HULK calls Ultron, which creates the subnet via Neutron and sets dns_nameservers to 169.254.169.1.

Ultron creates an FNAT gateway load balancer, binding VIP 169.254.169.1:53 and RS 169.254.169.1:53, and configures forwarding rules.

Add Domain Record

User adds a domain record on HULK.

HULK calls Ultron, which creates the record.

Ultron invokes VPC DNS to store the record in memory.

Application Scenarios

Internal Access Hijacking

By creating private domains and mapping them to specific resources, VPC DNS can return predefined responses for internal requests, enabling controlled traffic redirection.

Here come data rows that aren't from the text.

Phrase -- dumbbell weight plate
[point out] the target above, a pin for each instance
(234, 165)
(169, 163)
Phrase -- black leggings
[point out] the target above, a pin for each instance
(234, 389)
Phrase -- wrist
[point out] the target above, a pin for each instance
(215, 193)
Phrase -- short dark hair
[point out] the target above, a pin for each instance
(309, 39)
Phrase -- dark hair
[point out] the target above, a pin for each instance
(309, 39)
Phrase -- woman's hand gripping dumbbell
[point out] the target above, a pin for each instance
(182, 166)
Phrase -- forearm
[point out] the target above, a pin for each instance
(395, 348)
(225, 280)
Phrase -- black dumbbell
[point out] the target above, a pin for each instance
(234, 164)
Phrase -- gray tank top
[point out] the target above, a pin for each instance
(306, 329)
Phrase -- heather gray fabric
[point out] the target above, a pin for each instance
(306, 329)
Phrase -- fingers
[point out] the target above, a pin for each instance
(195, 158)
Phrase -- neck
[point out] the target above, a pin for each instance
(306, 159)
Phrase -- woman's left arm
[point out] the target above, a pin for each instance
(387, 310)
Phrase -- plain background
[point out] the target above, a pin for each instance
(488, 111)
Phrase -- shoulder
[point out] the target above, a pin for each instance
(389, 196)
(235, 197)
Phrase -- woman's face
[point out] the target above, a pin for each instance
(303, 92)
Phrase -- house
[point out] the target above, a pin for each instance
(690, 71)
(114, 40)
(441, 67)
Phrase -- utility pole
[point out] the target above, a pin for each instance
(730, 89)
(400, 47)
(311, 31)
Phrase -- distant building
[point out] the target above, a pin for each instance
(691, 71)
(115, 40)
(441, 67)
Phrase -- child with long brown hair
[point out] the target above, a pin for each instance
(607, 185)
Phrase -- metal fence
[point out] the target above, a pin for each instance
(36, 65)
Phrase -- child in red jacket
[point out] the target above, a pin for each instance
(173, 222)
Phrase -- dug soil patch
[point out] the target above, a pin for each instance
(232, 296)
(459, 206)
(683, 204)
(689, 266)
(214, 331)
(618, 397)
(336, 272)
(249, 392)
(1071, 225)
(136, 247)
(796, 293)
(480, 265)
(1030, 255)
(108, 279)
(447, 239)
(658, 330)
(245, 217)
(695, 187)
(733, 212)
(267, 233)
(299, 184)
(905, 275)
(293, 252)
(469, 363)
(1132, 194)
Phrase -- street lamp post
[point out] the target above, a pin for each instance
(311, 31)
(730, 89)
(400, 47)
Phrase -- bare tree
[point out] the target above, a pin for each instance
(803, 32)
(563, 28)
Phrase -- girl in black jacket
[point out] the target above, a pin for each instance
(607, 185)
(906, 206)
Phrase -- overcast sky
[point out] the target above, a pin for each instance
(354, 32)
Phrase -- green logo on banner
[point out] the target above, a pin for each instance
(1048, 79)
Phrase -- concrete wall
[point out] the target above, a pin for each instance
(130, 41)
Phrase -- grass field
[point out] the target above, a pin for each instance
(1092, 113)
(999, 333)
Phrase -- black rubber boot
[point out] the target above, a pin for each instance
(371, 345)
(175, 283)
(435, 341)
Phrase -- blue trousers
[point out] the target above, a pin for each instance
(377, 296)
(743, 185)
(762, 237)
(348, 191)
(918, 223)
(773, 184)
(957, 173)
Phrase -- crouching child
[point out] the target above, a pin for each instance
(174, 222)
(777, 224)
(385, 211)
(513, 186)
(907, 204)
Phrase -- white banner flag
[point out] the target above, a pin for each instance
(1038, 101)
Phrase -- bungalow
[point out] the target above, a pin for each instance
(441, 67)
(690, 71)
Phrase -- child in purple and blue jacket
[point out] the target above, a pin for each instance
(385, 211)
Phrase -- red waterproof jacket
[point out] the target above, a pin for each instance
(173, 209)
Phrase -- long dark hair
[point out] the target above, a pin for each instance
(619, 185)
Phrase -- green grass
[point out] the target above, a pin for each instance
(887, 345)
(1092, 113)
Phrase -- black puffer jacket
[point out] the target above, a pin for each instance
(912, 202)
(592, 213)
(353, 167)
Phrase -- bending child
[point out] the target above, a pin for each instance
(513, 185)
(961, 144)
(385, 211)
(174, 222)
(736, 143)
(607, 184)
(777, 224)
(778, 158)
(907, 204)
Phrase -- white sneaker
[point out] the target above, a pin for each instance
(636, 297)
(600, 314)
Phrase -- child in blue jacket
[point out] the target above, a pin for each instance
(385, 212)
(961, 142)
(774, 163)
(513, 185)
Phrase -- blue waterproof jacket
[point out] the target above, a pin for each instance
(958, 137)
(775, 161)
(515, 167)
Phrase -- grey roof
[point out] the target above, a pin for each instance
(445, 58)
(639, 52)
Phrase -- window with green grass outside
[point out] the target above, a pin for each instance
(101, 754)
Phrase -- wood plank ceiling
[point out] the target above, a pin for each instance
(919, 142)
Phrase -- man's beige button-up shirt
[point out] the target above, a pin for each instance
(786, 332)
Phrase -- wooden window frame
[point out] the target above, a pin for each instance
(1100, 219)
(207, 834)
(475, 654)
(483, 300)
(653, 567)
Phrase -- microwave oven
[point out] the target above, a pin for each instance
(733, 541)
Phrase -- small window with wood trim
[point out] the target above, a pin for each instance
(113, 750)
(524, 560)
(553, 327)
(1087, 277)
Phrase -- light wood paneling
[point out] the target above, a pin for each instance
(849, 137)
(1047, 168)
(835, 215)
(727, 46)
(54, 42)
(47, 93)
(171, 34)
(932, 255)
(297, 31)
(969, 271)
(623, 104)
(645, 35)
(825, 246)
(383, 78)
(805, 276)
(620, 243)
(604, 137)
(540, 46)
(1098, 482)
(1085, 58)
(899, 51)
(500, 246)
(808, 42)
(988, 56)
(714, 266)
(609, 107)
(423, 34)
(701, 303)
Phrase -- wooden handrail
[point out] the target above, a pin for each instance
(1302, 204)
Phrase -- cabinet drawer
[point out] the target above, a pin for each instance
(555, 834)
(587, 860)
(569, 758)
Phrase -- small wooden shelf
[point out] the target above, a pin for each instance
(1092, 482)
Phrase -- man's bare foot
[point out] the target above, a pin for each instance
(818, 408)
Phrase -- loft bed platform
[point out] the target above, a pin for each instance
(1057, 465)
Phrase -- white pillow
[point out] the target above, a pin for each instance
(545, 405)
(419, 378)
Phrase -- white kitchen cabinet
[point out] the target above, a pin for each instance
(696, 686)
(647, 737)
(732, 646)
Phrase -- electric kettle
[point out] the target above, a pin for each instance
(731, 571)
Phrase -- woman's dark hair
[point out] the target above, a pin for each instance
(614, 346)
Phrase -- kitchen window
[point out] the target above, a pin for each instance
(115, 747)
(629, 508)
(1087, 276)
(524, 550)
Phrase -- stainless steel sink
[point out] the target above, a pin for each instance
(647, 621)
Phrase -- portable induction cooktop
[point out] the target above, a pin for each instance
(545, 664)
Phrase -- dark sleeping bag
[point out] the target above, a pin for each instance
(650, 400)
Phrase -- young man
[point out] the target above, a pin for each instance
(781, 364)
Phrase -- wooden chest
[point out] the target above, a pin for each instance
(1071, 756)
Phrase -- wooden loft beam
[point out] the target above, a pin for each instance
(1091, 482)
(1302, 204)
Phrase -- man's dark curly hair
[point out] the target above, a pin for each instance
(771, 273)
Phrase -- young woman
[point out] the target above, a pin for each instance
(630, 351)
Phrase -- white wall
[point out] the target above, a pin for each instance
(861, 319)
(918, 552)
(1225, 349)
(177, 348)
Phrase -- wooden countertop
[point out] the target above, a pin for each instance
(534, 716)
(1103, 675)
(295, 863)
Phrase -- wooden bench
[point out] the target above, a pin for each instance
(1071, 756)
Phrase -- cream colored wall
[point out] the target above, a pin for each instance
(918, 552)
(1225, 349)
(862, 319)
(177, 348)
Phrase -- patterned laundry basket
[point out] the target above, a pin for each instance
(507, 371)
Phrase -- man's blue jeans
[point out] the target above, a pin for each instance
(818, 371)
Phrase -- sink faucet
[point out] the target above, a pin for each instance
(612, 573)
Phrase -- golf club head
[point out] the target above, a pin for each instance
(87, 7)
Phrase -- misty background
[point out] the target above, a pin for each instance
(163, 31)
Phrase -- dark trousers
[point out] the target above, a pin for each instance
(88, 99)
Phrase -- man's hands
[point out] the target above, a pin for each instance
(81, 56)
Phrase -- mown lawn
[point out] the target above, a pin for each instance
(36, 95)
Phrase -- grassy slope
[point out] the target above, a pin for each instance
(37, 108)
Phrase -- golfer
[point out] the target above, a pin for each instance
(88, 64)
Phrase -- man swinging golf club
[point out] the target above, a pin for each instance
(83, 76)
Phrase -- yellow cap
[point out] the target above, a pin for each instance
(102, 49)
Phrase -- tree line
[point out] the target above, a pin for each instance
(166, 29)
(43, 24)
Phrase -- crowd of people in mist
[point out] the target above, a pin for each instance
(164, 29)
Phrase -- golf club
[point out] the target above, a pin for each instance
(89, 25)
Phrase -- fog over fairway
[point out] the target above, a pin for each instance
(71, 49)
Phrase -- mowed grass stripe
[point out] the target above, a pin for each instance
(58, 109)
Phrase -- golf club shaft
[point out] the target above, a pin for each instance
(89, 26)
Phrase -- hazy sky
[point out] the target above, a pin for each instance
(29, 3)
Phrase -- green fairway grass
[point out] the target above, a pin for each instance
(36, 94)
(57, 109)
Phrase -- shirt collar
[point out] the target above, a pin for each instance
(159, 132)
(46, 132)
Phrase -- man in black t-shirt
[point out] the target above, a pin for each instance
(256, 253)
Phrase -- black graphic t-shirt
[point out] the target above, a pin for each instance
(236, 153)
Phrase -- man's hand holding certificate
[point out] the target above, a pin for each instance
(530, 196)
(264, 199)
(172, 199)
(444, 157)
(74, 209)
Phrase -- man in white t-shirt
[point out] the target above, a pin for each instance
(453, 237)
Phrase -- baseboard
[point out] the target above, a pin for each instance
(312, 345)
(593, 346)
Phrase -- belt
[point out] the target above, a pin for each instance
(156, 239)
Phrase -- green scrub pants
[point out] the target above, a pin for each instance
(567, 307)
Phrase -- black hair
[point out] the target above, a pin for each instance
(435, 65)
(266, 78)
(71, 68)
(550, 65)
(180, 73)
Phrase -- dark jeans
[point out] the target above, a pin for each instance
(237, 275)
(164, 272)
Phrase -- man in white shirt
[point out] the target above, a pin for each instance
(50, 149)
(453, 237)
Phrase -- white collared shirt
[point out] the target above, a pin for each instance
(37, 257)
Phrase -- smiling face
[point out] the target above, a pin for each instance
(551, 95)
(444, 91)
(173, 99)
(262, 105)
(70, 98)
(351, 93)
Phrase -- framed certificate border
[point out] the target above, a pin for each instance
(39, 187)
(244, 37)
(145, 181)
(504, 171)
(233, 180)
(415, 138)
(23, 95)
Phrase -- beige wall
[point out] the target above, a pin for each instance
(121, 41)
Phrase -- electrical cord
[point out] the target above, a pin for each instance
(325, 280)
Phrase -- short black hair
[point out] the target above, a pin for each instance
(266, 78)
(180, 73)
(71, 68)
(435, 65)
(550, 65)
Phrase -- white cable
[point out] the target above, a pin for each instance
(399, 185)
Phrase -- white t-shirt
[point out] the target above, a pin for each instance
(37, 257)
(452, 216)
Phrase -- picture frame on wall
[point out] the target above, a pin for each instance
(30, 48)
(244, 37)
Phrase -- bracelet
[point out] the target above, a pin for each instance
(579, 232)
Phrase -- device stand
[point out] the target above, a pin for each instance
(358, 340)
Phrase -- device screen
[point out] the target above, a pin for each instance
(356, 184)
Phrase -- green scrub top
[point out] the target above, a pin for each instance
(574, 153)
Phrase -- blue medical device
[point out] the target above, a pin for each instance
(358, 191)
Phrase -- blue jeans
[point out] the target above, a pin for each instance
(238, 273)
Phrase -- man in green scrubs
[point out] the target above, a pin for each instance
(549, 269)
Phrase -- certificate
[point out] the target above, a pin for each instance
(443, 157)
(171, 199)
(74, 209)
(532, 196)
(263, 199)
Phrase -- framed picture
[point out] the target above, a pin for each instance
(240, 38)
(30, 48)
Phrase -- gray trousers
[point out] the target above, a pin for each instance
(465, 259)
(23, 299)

Cloud Service Resource Management

Private domains can be used to manage VM hostnames, load balancers, pods, etc., providing intuitive naming within the VPC while keeping names inaccessible from outside.

Resource Inter‑Visit

Deploying a custom DNS that forwards to VPC DNS enables mutual DNS access between private services and VPC resources.

Resource Switching

When a server’s private IP changes, updating the corresponding private domain record avoids code changes, simplifying high‑availability deployments.

Subsequent Work

Security Isolation & Access Control

VPC DNS resolves only within the VPC; private domains are invisible to public DNS, preventing external probing. Combined with ACLs and security groups, access can be tightly restricted.

High Availability & Redundancy

Adopting a distributed, multi‑node architecture with VIP health‑check mechanisms ensures automatic failover and continuous DNS service.

Conclusion

VPC private DNS provides recursive DNS resolution for instances inside a VPC, supporting scenarios such as internal hijacking, cloud resource management, inter‑visit, and seamless resource switching. Proper configuration of domain rules, access permissions, and redundancy strategies is essential to leverage its core value for stable, secure network operations.